Alors qu’en France, une minorité active tente de défendre l’une des dernières digues judéo-chrétienne sociétale – le mariage entre un homme et une femme -, alors que de nombreux pays occidentaux, sud-américains, quelques Etats des USA ont décidé de légaliser le mariage entre homosexuels (et même parfois davantage : adoption, assistance médicale pour la procréation…), la Serbie, à moins de deux heures d’avion de Paris, est encore l’un des pays les plus homophobes du Vieux continent. Il ne fait pas bon d’être « pédé » dans l’ancienne Yougoslavie. En prenant comme pilier un fait réel (des « gays prides » difficiles à organisées à Belgrade), Srdjan Dragojevic démontre à quel point les préjugés sont tenaces dans un pays à la culture machiste. Hooligans, nationalistes, fachos, tous veulent casser du « pédé », cible facile quand on n’a plus de kosovars, bosniaques ou autres minorités à buter. Et c’est brutal. On peut risquer sa vie en étant juste homo. Salutaire de le rappeler. Sous son allure légère, La Parade est un film engagé.
D’ailleurs, le film ne nous assènera pas le traditionnel happy end joyeux. L’épilogue, avec de véritables images de la première « marche des fiertés » officielle (encadrée par des centaines de policiers, moins nombreux que les opposants), avec en fond sonore le Requiem de Mozart, est également le deuil d’un rêve inaccessible, celui d’un pays respectant une minorité qui souhaite vivre librement.
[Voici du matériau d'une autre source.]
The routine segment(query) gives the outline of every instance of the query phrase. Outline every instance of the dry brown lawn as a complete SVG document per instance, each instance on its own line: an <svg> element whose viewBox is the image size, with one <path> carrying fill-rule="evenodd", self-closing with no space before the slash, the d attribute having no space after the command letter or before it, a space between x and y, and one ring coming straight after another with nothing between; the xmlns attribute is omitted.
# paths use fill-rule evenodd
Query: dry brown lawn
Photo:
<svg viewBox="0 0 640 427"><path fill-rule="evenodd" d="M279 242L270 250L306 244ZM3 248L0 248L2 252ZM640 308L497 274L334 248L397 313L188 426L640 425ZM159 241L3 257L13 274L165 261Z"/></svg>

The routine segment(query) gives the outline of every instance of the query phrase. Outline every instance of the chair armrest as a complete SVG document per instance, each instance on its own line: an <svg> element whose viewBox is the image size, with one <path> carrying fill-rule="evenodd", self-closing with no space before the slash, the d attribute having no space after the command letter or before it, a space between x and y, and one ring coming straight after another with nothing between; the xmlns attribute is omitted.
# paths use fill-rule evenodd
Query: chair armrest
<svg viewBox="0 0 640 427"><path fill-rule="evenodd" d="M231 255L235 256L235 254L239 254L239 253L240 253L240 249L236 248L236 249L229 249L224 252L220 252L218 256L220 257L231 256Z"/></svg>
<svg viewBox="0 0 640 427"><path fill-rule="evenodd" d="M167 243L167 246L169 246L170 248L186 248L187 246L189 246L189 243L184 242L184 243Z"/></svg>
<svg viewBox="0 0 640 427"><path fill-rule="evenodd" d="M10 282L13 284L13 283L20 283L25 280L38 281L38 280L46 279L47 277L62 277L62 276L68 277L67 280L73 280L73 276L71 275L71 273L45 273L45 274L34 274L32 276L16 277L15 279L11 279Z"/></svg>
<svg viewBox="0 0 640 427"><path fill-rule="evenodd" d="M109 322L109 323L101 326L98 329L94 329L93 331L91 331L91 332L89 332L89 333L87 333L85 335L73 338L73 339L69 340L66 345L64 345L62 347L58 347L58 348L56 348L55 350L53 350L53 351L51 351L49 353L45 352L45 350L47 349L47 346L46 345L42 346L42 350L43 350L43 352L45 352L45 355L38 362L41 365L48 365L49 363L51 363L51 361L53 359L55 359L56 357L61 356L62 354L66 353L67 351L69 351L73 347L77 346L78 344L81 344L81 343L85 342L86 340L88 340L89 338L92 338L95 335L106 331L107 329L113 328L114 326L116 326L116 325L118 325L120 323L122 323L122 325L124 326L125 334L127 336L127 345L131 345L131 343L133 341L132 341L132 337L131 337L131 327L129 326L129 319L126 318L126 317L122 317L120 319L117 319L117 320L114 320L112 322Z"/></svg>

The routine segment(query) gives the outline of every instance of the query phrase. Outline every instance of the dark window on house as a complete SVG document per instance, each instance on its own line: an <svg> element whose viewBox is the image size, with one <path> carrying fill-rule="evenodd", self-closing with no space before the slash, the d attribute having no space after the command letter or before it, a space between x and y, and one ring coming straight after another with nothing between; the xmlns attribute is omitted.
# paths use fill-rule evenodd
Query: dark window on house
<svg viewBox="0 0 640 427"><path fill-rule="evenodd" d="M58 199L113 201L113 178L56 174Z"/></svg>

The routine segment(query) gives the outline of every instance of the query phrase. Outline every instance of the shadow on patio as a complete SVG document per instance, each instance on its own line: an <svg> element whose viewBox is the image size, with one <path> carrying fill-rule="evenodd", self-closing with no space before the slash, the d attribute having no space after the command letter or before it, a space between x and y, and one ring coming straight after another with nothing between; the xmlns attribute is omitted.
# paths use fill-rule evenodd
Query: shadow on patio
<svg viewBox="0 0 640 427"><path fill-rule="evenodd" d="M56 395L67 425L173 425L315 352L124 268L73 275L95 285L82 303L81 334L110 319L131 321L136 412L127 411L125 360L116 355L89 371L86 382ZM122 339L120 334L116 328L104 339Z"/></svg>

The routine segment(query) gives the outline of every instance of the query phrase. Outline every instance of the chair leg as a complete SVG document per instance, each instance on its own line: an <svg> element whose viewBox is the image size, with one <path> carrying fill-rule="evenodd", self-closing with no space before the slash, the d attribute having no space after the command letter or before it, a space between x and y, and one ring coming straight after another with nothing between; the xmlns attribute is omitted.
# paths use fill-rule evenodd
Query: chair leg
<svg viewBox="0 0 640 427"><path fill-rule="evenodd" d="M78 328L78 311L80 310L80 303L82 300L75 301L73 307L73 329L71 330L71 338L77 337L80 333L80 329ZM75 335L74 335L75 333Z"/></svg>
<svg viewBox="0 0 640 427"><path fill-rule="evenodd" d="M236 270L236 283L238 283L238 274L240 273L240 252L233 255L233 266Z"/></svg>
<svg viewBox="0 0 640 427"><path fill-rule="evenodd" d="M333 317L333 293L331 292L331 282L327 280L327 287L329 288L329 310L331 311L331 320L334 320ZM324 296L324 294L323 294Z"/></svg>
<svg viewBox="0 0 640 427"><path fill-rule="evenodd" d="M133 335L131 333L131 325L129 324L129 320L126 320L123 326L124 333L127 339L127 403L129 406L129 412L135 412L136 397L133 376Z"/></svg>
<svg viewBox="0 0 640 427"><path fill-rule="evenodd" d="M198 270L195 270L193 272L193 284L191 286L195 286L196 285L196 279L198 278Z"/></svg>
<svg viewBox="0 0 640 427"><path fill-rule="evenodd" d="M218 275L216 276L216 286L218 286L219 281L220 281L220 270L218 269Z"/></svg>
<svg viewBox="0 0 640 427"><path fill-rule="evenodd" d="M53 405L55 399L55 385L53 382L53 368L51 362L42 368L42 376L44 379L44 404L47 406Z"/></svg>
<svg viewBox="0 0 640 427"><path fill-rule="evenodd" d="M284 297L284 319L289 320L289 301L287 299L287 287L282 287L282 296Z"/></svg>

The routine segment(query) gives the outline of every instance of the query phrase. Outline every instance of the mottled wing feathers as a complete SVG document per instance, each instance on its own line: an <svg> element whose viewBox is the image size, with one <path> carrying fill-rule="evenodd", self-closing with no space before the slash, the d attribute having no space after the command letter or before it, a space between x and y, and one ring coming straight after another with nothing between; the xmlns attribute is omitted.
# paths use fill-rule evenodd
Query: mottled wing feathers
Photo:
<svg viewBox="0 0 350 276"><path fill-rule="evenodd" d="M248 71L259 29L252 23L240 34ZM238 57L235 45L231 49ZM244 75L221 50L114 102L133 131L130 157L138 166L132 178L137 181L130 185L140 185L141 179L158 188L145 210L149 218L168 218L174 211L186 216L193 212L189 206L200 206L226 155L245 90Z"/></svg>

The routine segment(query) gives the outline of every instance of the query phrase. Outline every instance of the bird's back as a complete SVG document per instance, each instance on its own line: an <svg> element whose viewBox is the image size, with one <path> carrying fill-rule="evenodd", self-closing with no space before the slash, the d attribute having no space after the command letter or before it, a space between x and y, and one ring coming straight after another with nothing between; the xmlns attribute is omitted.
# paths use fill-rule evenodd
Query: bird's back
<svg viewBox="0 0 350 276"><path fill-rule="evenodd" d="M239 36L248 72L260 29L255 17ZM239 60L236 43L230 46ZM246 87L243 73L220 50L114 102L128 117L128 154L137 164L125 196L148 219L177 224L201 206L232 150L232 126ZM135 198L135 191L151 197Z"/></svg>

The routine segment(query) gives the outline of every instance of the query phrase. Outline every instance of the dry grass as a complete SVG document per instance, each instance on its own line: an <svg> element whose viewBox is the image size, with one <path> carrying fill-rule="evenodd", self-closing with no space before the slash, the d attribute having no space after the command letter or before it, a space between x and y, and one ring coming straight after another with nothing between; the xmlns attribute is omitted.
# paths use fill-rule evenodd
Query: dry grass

Mais pas seulement : La Parade est bien plus qu’une comédie gay, avec ses clichés, ses références (La cage aux folles notamment) et les blagues qui correspondent. Le film raconte également une autre histoire : celle d’un pays fracturé depuis la guerre. Croates, Bosniaques, Serbes… les préjugés ne sont pas moins virulents entre eux qu’entre un hétéro et un homo. Le scénario va contraindre un chef maffieux Serbe à rassembler une « milice » hétéroclite (comprendre : plusieurs nationalités, plusieurs religions, tous anciens Yougoslaves) pour défendre des gays et des lesbiennes… Une union sacrée baroque et amusante qui provoque une grande partie des rires dans la salle. Cette réunion des Yougoslaves révèle que les fractures de l’ancien pays ne sont pas encore cicatrisées, mais aussi que cette Yougoslavie rime avec nostalgie.
En tissant ces deux histoires en parallèle - l’affirmation des homosexuels et la détermination à pouvoir être amis entre Croates, Serbes, Bosniaques et autres - et en répliquant à chaque préjugé, cliché, absurdité par une parole juste, une réflexion sage ou même un gag les réduisant à néant, Srdjan Dragojevic réussit à faire passer son message avec simplicité et drôlerie : un message qui plébiscite le « Vivre ensemble », espoir pas tout à fait impossible, si l’on est patient.